There's a very intriguing tone in this book, as if the author might think the white people he describes are rabid racists but he narrates obliquely and with much understatement, effacing his own attitudes from the events as possible. The narrator has period-typical racism from today's perspective, but not to the degree you would expect: the descriptions and the voice are less geared towards exotification and more towards appreciation and admiration of otherness. Some characters are shown as contemptuous and prone to dehumanisation, and this seems to be commonplace among white people, while the narrator is more like... simply, open-mindedly interested in what he sees, without smug self-congratulation? Also, the author clearly actually/hiked/travelled/lived in South Africa in the end of the 19th/beginning of the 20th century, and there is a quite authentic travelogue vibe. Here is a typical exchange:

"We camped that evening near a Mission. I admired the oblong iron-roofed church there. It wasn't my style of art, but it seemed to me fair of its kind.

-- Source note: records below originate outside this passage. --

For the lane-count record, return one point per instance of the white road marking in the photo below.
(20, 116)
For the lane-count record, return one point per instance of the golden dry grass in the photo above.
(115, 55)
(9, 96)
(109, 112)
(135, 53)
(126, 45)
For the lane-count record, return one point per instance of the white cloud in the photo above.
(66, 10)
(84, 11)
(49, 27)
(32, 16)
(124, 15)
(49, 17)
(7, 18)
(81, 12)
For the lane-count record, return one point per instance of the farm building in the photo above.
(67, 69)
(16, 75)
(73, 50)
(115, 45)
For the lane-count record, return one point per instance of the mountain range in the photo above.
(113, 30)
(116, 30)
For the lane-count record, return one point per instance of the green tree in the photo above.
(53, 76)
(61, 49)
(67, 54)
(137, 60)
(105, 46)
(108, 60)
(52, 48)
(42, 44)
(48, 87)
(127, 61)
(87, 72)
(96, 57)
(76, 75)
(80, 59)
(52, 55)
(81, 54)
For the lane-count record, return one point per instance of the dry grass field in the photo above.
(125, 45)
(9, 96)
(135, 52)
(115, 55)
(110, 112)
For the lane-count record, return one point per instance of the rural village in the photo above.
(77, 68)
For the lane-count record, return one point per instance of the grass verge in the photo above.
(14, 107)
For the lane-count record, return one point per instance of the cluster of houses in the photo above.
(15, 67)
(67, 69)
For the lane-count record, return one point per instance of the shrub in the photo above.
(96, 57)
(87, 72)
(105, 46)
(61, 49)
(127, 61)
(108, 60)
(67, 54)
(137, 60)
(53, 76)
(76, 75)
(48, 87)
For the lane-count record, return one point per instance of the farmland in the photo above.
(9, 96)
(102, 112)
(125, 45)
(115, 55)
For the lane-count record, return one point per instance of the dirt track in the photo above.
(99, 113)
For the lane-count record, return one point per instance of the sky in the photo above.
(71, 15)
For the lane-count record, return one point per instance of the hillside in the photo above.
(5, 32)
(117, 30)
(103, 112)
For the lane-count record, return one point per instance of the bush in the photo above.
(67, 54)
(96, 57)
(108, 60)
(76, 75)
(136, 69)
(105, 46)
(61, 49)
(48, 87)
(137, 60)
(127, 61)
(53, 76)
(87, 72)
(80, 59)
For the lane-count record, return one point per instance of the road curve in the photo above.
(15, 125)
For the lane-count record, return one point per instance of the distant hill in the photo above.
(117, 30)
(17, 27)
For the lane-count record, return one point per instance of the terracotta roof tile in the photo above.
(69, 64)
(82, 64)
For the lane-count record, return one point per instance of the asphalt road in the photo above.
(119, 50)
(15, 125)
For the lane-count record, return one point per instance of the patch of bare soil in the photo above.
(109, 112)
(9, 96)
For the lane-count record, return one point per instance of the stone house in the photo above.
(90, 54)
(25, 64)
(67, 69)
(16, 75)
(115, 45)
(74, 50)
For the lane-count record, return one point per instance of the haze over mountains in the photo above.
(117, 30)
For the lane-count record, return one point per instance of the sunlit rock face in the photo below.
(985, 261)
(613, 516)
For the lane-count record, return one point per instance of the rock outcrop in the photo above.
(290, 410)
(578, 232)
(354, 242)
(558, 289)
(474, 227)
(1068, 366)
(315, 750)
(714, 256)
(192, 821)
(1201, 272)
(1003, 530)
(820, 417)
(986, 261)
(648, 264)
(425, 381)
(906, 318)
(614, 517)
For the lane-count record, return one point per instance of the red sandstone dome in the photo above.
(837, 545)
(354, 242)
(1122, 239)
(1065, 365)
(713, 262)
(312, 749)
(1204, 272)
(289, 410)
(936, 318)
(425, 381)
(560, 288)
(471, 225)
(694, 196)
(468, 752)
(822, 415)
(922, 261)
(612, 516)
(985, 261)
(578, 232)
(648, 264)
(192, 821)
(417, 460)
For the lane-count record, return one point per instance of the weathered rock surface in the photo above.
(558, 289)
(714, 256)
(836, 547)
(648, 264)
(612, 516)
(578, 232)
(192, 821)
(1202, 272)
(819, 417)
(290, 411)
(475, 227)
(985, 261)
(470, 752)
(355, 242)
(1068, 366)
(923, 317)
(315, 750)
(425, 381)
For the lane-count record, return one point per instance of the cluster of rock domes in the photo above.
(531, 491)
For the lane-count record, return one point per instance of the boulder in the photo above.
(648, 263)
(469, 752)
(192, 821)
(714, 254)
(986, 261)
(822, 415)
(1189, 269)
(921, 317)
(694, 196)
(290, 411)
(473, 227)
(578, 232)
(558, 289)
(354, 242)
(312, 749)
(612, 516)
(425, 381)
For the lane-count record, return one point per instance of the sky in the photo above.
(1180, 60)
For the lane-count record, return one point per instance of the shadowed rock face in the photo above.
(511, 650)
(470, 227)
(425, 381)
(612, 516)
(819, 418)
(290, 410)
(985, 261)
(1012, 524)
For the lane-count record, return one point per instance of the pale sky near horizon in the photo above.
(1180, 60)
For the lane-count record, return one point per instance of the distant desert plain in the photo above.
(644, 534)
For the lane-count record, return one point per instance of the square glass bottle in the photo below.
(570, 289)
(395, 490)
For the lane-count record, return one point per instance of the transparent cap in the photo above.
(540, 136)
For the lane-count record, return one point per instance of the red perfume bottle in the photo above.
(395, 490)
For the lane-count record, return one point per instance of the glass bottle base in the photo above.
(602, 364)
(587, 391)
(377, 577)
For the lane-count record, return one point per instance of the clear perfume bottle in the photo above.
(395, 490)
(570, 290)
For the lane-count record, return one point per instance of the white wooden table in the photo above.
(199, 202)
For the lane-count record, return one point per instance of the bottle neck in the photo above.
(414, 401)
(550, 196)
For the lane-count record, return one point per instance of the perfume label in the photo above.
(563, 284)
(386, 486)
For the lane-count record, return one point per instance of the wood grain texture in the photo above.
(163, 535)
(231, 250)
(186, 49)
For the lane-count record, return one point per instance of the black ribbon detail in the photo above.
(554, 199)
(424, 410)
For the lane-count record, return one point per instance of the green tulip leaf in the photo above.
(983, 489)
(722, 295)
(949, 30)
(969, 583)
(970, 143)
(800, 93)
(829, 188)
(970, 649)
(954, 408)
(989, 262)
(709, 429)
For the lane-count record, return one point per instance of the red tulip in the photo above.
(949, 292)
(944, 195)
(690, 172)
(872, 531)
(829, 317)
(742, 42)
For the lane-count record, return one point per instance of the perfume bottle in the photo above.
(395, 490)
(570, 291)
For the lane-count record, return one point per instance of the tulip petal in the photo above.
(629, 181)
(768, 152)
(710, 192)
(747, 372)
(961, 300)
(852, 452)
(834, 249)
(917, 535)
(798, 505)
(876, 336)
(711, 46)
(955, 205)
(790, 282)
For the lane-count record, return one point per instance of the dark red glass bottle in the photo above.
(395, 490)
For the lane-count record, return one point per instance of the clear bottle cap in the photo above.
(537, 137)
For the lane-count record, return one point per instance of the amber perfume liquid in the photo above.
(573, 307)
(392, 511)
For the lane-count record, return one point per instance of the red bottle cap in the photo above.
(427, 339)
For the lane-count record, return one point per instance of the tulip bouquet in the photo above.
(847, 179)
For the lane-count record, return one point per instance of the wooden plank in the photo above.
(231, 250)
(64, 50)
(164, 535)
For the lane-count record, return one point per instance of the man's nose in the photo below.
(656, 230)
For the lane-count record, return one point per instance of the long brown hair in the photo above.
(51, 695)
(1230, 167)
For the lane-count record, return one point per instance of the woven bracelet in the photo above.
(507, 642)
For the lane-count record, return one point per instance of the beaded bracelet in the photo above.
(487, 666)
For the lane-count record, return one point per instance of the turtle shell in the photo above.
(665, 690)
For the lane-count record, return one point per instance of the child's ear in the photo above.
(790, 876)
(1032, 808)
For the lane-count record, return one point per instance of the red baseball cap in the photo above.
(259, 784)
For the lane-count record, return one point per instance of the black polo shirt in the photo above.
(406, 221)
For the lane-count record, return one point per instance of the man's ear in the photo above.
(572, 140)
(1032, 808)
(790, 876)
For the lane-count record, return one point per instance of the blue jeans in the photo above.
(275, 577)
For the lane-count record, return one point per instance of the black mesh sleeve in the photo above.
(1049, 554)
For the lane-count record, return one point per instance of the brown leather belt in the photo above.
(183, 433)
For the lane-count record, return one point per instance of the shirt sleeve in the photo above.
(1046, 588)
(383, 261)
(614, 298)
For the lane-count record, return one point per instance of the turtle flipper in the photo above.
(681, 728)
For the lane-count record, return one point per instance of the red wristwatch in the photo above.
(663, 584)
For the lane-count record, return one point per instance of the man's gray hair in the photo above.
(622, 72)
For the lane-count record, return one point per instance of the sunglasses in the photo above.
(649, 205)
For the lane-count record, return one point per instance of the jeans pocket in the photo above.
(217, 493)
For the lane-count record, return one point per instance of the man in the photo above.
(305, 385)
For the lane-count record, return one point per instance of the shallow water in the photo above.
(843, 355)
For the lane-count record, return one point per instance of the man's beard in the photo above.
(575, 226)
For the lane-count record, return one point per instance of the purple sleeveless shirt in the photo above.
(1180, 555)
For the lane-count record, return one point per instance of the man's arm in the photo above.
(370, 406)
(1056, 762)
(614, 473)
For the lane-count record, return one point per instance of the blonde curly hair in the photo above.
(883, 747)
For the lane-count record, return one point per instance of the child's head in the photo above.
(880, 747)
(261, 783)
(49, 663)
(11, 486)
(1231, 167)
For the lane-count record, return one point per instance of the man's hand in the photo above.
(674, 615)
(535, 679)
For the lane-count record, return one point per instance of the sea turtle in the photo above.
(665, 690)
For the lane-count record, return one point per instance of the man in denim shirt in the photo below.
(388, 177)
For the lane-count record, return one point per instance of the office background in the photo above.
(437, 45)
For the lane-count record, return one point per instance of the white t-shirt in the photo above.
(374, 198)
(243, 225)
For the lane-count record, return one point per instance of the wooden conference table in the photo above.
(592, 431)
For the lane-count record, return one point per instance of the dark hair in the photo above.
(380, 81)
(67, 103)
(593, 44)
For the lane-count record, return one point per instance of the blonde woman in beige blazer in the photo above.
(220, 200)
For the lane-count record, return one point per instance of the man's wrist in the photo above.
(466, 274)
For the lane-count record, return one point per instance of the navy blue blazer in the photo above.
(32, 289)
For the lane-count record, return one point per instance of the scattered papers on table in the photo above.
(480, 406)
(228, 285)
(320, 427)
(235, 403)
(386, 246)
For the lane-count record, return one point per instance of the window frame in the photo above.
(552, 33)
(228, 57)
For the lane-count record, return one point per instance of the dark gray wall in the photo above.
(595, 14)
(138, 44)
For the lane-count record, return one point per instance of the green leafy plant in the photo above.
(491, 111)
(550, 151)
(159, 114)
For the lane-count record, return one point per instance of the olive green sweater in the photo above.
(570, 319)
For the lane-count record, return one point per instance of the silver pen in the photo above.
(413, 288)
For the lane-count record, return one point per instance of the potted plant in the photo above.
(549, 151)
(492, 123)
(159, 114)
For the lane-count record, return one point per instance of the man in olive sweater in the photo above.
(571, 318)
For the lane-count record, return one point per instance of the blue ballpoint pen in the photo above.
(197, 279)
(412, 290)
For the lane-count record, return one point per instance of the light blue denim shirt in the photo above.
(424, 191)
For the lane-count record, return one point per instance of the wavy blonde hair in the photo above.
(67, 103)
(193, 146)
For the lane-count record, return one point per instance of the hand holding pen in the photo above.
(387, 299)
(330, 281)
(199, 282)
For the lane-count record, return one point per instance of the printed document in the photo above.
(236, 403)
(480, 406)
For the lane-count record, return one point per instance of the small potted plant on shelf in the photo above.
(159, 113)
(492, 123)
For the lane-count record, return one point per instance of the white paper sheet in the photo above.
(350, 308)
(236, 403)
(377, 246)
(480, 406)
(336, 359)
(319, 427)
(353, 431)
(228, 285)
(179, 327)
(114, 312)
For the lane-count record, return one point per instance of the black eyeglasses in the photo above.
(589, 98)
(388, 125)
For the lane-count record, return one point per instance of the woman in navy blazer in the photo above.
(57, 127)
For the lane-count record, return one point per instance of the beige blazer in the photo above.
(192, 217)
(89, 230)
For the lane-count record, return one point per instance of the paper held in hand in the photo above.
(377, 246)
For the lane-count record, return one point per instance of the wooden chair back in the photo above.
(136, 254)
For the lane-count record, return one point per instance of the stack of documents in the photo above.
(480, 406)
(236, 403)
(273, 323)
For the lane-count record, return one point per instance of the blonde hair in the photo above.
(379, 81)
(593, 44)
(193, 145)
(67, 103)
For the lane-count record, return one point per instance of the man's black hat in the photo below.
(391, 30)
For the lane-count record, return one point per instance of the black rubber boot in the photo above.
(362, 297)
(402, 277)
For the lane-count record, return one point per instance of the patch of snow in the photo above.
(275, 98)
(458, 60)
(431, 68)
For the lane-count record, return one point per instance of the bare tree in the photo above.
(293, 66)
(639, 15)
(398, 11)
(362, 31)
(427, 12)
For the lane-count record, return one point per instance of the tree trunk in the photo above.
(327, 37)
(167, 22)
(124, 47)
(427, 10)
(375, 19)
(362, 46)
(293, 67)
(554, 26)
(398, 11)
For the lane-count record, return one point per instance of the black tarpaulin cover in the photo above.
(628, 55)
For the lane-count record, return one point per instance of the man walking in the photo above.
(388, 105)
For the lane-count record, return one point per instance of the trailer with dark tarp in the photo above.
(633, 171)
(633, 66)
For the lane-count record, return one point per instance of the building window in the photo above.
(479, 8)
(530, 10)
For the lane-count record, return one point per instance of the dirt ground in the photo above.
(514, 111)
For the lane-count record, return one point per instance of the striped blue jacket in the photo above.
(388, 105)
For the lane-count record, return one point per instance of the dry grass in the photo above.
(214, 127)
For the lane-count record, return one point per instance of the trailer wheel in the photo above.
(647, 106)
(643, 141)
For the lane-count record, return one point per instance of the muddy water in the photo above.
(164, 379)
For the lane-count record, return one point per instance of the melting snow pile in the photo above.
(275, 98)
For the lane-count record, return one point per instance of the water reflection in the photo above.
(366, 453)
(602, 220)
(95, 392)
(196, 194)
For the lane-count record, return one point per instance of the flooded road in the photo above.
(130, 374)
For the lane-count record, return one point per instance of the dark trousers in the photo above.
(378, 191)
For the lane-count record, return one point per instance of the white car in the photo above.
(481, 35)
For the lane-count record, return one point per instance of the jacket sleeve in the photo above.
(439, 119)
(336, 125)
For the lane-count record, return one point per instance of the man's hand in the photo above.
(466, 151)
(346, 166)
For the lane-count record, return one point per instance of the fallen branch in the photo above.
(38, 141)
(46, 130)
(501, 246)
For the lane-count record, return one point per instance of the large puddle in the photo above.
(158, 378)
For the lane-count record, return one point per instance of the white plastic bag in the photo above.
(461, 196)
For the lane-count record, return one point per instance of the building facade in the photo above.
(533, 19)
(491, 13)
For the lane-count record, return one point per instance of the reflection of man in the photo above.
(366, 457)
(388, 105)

'Quite good,' growled my expert friend, and he said no more at the time. He spoke more freely over a last pipe.

'I'm sorry,' he said, 'not to take more interest in this sort of thing. Only, after all, it's African-built, and Europeans could do the thing a bit better, couldn't they? This sort of thing seems rather a wrong line of advance. If I hadn't seen Mabgwe so lately I mightn't mind so much.'

They showed us to a hut, a very clean one. 'That's better; that's ever so much better,' he said. On the wall was a rude frieze in Bushman painting style, but white, not red. I enlightened him as to tsenza work, as to how you could use the cool watery roots like crayons."

See what I mean? There is this duality of external viewpoints of white people about what cultures of the continent are and whether they are worthy of attention and respect, and in the long run, the author makes it pretty clear where his opinions are without saying 'OMG some people are jerks here ISTG'.

What I plan to read next

Finish Cinderella in the South. I want to read some poems by Kalidasa, I'll see what I can find.